Lots of folks are upset about this. I'm not sure I am. I would strongly oppose government-mandated treatment of fetuses to ensure heterosexuality, but I don't think I could fault parents for wanting their babies to be straight, given a reasonable choice. While I don't think homosexuality (including homosexual sex) is immoral, there's no doubt that being homosexual can be challenging and if parents want to spare their children that particular difficulty, I don't see what the problem is. It would be kind of sad and possibly harmful to have less sexual diversity in the human race, but I don't think that is sufficient reason to disallow it.

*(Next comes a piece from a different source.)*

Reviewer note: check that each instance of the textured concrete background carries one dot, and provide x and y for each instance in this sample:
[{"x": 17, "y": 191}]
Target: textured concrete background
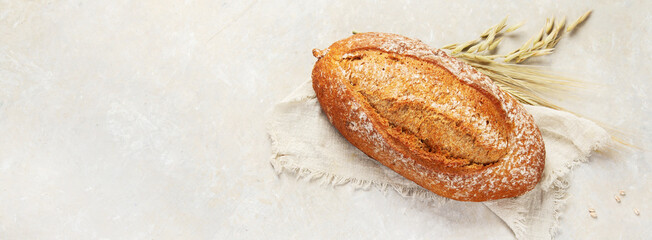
[{"x": 146, "y": 119}]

What about genetic/hormonal treatment for other traits? As science progresses, we might be able to alter fetuses in ways we can now barely imagine. I wonder whether Rev. Mohler would support parents who want to treat fetuses for tendencies towards being religious, for example?
Which of the following traits should parents be allowed to alter, assuming a treatment becomes possible? Which should they be encouraged or discouraged from altering?
- Fatal disease
- Chronic but manageable disease
- Eye/hair color or other minor cosmetic changes
- Deafness/blindness (preventing or causing, as some deaf parents might wish)
- Tendencies towards addictions, obesity, or anorexia
- Tendencies towards being generous
- Athletic ability
- Tendencies towards or away from religion
- Tendencies towards or away from fundamentalist thinking
- Skin color, epicanthal folds, and other distinguishing racial characteristics
- Lactose intolerance
- Tendencies towards happiness or optimism
- Tendency towards political party
- Tendencies towards wanting to be a doctor
- Having six fingers or toes
- Musical ability
- Sexual appetite or lack thereof
- Tendencies towards introversion/extroversion, conscientiousness, openness, agreeableness, or other personality traits
Some of my thoughts were inspired by Reason Magazine's discussion.